When she accompanied her husband President Xi Jinping on a trip to Seattle last September, Peng visited the Fred Hutchinson Cancer Research Center. She met with center president and director Gary Gilliland, philanthropist Bill Gates and others.

The visit's purpose was for Peng to learn more about collaborative efforts between the center and China.

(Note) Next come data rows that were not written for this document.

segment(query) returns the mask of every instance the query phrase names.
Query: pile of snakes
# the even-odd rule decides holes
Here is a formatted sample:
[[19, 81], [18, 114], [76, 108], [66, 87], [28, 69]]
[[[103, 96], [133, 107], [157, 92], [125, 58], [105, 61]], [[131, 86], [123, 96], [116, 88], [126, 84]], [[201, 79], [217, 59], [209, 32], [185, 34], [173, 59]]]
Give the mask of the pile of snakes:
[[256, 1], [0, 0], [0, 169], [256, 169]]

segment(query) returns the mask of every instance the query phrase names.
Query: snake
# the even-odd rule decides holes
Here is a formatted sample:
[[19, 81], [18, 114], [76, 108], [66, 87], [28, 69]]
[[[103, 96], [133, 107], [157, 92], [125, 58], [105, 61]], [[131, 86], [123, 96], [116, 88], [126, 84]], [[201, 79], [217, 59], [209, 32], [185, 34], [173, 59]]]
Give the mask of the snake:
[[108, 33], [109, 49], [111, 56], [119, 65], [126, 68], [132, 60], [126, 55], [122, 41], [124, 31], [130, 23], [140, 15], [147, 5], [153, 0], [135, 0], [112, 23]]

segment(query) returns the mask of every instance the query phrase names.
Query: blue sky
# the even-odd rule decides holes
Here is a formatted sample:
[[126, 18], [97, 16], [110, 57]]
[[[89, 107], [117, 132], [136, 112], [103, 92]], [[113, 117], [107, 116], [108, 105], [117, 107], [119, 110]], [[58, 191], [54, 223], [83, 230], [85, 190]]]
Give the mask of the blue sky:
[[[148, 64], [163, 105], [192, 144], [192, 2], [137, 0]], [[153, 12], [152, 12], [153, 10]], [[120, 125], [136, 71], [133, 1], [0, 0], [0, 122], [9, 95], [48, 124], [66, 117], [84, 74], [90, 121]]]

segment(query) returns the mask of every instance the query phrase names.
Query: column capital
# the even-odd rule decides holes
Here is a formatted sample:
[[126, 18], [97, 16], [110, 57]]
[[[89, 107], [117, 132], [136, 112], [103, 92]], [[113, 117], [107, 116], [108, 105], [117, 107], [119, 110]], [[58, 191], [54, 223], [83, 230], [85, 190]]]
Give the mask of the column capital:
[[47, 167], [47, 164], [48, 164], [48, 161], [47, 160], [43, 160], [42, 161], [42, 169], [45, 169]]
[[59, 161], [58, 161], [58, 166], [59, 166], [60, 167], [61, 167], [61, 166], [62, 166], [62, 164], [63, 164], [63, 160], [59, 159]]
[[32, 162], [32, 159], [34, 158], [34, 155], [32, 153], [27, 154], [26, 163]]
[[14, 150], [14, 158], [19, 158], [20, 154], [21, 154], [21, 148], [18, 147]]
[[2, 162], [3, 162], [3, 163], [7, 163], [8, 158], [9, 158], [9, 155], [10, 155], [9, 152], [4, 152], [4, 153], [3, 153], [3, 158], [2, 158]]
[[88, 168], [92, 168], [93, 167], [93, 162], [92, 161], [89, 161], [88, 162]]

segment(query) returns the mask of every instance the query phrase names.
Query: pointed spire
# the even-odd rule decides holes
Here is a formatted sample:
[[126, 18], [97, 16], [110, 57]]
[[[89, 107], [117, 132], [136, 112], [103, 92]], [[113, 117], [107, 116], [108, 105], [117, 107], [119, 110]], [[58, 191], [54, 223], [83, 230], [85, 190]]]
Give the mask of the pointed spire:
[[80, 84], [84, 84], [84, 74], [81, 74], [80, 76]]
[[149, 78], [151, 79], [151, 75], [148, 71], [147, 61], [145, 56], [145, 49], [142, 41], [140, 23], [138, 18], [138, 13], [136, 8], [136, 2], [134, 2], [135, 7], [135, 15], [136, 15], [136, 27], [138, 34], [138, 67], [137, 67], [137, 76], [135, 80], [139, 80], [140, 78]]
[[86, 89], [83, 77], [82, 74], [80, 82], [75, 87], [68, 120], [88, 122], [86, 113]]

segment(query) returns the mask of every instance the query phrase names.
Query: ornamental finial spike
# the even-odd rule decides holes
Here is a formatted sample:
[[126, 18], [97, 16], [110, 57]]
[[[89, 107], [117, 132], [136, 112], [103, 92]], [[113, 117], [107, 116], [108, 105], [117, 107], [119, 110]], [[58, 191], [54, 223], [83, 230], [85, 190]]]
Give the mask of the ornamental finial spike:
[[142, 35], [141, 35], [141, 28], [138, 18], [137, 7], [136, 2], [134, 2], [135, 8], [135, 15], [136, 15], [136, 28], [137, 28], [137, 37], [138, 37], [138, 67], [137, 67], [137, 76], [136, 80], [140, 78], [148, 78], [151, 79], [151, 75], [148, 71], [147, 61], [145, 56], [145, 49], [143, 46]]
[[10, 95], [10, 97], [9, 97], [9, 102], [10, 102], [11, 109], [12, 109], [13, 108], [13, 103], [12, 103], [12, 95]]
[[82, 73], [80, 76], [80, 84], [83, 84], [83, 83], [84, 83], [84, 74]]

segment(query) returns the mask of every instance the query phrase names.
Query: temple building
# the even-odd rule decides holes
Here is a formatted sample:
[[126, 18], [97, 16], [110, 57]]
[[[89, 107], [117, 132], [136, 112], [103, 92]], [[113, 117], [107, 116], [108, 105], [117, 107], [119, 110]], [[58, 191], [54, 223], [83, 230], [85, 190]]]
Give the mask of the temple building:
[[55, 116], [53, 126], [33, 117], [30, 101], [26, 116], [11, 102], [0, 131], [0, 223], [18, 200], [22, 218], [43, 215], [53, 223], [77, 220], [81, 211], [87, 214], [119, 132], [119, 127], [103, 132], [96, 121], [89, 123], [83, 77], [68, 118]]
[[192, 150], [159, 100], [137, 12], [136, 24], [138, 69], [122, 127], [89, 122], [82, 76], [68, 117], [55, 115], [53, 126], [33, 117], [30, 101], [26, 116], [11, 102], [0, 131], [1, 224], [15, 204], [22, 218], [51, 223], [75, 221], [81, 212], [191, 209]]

During her visit to the cancer center's campus, Peng was briefed by Jonathan Bricker, head of the Tobacco and Health Behavior Science Research Group at the center. He spoke about his research using a clinically proven smoking-cessation app for US smartphones. Studies show that using the app is two to three times is more effective than trying to quit cold turkey.

Peng has led a campaign to lower smoking rates in China, where an estimated 1 million die each year of tobacco-related causes, according to the World Health Organization. In 2012, she and Gates appeared together to promote an anti-smoking campaign in Beijing, ahead of the 25th World No-Tobacco Day.

After Bricker told Peng that a similar app could help 16 million people a year in China quit, Peng said, "In my own family there are three smokers. I really hope they can find a better way to quit smoking."

At the time, no one expected the impact of that remark.

But Cheng Feng, a professor and chief physician at the Research Center for Public Health and School of Medicine of Tsinghua University, read the media coverage of the conversation and was very interested in Bricker's work.